Cómo y por qué decir ‘no’ a tus contactos profesionales en Facebook


Al igual que Isabel Pantoja, ‘hoy quiero confesar’: Facebook es una de las redes sociales de las que más disfruto y a la vez que más quebraderos de cabeza me ha causado. ¿La razón? El eterno debate y las presiones a las que uno se ve sometido para seguir la en ocasiones peligrosa práctica de admitir a sus contactos profesionales como ‘Amigos’. Una práctica que, dependiendo de cuál sea nuestro estilo de interacción, el nivel de privacidad y de intimidad que queramos en nuestra cuenta y los indudables riesgos a los que nos puede exponer, resulta a todas luces desaconsejable.

Vayamos por partes. Lo he dicho en varias ocasiones y lo repito aquí: cada uno de nosotros tiene perfecto derecho a gestionar sus cuentas privadas en redes sociales como mejor le parezca. Debemos en ese sentido resistir activamente los intentos de los ‘gurús’ prescriptivos por imponernos sus modelos. Otra cosa bien diferente es aquellas que tienen un marcado carácter profesional. Teniendo como tengo dos ‘fanpage’ en Facebook (una dedicada a la reputación online y otra al marketing de atracción) ese obviamente no es mi caso. Al igual que muchos, mi intención es y ha sido siempre el que Facebook fuera un canal en el que pudiera expresar mis sentimientos y opiniones de forma libre y sincera: algo que resulta difícil y hasta peligroso cuando tu grupo de amigos en tu cuenta privada está poblada de clientes, compañeros de trabajo, referentes y otros.

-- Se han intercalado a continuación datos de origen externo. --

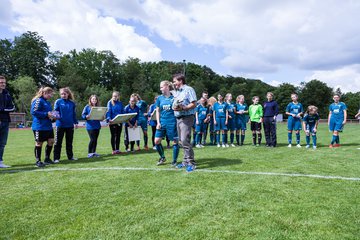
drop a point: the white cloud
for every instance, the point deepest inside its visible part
(67, 25)
(346, 78)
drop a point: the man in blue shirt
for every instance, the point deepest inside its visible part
(184, 110)
(294, 110)
(271, 110)
(336, 120)
(6, 106)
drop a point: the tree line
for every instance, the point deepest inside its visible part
(27, 63)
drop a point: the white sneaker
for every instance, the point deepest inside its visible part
(2, 165)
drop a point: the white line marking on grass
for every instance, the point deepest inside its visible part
(197, 170)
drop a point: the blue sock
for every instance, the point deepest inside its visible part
(212, 138)
(145, 140)
(298, 138)
(175, 152)
(314, 139)
(289, 137)
(160, 150)
(238, 139)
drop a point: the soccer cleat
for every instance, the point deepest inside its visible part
(2, 165)
(161, 161)
(190, 168)
(48, 161)
(181, 165)
(40, 164)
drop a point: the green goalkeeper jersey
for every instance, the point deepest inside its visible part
(255, 112)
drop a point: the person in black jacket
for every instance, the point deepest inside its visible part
(6, 106)
(271, 110)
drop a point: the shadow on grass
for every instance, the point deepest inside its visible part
(217, 162)
(105, 157)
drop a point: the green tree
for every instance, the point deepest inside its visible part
(316, 93)
(352, 101)
(27, 87)
(29, 54)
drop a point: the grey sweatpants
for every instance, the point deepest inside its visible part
(184, 126)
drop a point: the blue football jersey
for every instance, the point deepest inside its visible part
(337, 110)
(165, 107)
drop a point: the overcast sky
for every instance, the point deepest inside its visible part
(276, 41)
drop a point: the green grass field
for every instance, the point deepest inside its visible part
(236, 193)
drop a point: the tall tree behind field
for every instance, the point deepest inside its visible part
(316, 93)
(29, 55)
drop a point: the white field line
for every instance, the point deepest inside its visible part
(197, 170)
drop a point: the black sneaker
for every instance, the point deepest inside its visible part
(48, 161)
(40, 164)
(161, 161)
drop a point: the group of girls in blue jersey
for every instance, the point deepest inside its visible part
(221, 115)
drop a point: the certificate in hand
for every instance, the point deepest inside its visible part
(153, 115)
(97, 113)
(134, 134)
(121, 118)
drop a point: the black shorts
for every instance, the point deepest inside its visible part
(255, 126)
(42, 136)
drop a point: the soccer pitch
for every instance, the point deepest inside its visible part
(236, 193)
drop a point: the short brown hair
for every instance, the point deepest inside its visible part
(180, 77)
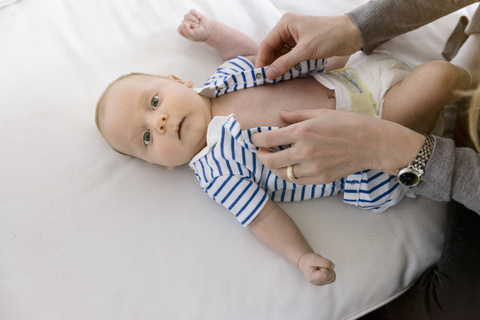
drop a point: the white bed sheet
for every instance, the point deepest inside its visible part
(88, 234)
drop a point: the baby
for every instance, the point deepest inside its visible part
(162, 120)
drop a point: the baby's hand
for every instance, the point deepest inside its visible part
(196, 27)
(317, 269)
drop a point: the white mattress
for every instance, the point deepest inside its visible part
(86, 233)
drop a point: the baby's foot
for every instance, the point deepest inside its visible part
(195, 26)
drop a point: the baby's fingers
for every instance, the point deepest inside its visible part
(189, 17)
(322, 276)
(186, 30)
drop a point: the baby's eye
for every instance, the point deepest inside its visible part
(146, 137)
(154, 102)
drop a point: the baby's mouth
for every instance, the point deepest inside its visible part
(180, 128)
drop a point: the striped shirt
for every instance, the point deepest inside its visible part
(230, 173)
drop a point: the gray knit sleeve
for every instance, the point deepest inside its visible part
(452, 173)
(381, 20)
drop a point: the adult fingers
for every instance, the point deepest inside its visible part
(277, 160)
(284, 63)
(275, 41)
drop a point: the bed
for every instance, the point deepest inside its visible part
(86, 233)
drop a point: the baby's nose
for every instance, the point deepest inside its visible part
(160, 122)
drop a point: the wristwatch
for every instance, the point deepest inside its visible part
(410, 176)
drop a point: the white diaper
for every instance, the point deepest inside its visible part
(362, 84)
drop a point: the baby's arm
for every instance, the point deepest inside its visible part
(278, 231)
(230, 42)
(417, 101)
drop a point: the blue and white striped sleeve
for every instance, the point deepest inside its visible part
(229, 67)
(241, 195)
(373, 190)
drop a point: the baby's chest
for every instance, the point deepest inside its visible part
(261, 105)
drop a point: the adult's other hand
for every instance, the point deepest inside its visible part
(311, 37)
(327, 145)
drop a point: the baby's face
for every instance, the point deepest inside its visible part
(159, 120)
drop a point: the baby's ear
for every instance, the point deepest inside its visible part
(189, 83)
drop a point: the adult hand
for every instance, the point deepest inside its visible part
(311, 37)
(330, 144)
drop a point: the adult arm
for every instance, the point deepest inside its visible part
(452, 174)
(381, 20)
(367, 27)
(331, 144)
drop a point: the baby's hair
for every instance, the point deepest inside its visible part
(100, 102)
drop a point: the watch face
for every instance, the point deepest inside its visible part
(409, 179)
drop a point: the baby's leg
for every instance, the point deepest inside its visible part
(417, 101)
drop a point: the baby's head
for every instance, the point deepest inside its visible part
(157, 119)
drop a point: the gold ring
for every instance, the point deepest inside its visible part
(290, 174)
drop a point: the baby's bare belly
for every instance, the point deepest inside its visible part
(260, 106)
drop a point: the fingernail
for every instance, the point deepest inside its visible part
(272, 72)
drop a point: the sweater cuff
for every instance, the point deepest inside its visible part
(436, 182)
(367, 18)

Todo empieza por saber decir ‘no’ de la forma adecuada cuando se reciben invitaciones. Imagínate la escena: doy una conferencia o imparto un curso en una ciudad de España o Latinoamérica y al regresar al hotel me encuentro con decenas de invitaciones de personas que apenas me conocen y con las que probablemente tengo poco o nada en común (¡además del interés por los social media que ya es algo!). De entre ellas habrá sin duda un número que la intuición me dice podrían terminar siendo amigos/as ‘de verdad’ y a los que querré aceptar, pero no así el resto. ¿Qué hacer?

Imagen: Flickr

Y es que la experiencia demuestra que el admitir de forma más o menos discriminada a contactos profesionales en Facebook genera casi siempre los siguientes cuatro problemas:

- Riesgo de autocensura: uno no siempre quiere que sus clientes potenciales sepan que se encuentra mal por razones físicas, psicológicas o del orden que fuera por motivos obvios

- El que Facebook se desvirtue y se convierta en un canal para dudas, preguntas y consultas profesionales en vez de un espacio para disfrutar y compartir con los que importan (lo he sufrido al igual que muchos y doy fe de que no mola)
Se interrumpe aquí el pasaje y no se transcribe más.